Re: Umlaut and Tréma, was: Variation selectors and vowel marks

From: busmanus (
Date: Wed Aug 04 2004 - 14:52:07 CDT

  • Next message: Doug Ewell: "Re: Umlaut and Tréma, was: Variation selectors and vowel marks"

    Marcin 'Qrczak' Kowalczyk wrote:

    > W liście z pią, 23-07-2004, godz. 18:01 +0200, Philipp Reichmuth
    > napisał:
    >>However, to return to the original problem, I don't remember ever having
    >>seen a data where it would be necessary to distinguish between trema and
    >>diaeresis in the data itself.
    > A similar issue: a Polish encyclopaedia I have from 1985 sorts words
    > with Ó differently depending on whether this is Polish Ó (sorted between
    > O and P, like other Polish letters are after letters without accents)
    > or foreign Ó (folded with O, like other foreign accents are folded).
    > It's typeset in the same way.
    > MÓR [mo:r], city in Hungary
    > MORA
    > MÓRA [mo:ro] Ferenc, Hungarian writer
    > [...]
    > MÓR (a Polish word)
    > [...]
    > MÓŻDŻEK (a Polish word)

    The context is somewhat different in these two cases though: in the case
    of Umlaut vs. Tréma, the distinction is between two different
    well-defined functions of the same diacritic that traditional German
    scholarship is aware of (if by no other reason, at least because of the
    influence of the rather significant body of Classical Greek scholarship
    that Germany produced), even if the use of one them is foreign to
    lexical items of native German vocabulary.
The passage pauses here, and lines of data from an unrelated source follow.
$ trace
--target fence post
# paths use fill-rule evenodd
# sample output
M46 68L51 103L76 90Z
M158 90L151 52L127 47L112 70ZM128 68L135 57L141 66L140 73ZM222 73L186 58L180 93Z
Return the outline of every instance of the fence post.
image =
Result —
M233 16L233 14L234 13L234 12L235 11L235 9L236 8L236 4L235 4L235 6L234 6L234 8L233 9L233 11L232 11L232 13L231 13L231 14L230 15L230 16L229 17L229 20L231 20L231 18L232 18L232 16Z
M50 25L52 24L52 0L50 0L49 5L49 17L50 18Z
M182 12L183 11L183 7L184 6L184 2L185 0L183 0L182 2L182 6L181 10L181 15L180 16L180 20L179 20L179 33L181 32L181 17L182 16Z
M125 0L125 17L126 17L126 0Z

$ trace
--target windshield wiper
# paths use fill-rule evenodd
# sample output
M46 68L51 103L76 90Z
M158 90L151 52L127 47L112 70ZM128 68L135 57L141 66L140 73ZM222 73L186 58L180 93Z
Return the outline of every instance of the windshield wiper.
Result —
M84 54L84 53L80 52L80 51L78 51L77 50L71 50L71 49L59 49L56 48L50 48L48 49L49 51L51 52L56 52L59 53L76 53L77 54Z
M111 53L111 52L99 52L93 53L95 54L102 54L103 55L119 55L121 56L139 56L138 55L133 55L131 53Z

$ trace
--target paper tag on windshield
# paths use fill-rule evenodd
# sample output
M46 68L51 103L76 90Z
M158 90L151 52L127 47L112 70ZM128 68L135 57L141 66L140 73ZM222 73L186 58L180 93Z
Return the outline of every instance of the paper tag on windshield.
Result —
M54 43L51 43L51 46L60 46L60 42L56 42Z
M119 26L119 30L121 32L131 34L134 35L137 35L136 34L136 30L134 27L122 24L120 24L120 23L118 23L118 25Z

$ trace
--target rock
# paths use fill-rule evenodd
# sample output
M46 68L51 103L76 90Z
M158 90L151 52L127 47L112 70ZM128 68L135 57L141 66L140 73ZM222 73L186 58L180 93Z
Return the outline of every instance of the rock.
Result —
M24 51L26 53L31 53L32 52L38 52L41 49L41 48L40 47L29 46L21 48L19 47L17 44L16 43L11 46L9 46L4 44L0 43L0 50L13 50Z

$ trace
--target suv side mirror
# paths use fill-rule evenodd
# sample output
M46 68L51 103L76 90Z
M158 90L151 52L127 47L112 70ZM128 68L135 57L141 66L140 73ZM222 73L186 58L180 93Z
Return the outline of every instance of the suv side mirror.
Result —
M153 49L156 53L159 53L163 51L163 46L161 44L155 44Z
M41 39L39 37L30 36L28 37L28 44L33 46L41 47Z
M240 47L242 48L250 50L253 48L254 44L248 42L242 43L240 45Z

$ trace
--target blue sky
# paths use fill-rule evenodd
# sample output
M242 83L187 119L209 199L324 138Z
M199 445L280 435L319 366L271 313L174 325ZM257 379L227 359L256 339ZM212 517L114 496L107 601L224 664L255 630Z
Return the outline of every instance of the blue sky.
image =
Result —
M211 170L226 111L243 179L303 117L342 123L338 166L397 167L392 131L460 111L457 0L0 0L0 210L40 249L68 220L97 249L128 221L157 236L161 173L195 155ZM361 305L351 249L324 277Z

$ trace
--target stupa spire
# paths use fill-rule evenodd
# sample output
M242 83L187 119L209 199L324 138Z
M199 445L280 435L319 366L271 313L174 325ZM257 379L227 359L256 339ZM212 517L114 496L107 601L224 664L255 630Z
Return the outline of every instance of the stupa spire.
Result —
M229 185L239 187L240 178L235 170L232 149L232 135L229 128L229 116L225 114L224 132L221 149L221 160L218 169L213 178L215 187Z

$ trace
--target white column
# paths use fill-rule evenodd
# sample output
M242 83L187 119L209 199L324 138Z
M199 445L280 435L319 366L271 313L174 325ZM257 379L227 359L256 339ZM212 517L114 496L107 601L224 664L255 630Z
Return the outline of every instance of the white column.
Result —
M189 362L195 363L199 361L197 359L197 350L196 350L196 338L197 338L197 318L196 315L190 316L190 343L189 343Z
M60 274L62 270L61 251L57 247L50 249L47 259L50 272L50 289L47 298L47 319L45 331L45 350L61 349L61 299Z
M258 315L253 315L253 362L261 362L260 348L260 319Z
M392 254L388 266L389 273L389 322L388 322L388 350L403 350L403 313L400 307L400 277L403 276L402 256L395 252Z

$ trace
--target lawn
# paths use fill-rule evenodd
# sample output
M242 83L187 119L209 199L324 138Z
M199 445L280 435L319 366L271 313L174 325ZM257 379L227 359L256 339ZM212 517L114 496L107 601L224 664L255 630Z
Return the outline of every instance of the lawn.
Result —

    In the case of Ó in Polish, there is the native function (using Ó
    to write an U that is etymologically connected with an O, if I'm not
    mistaken) on one side, and there are all the non-native functions
    (Hungarian Ó denoting a long O, Spanish Ó denoting an accented O - this
    may be the case with Portuguese Ó as well, but I'm not sure -, and then
    there's the Icelandic and and Irish Gaelic Ó, which may have a fourth
    and a fifth function), all grouped together on the other side.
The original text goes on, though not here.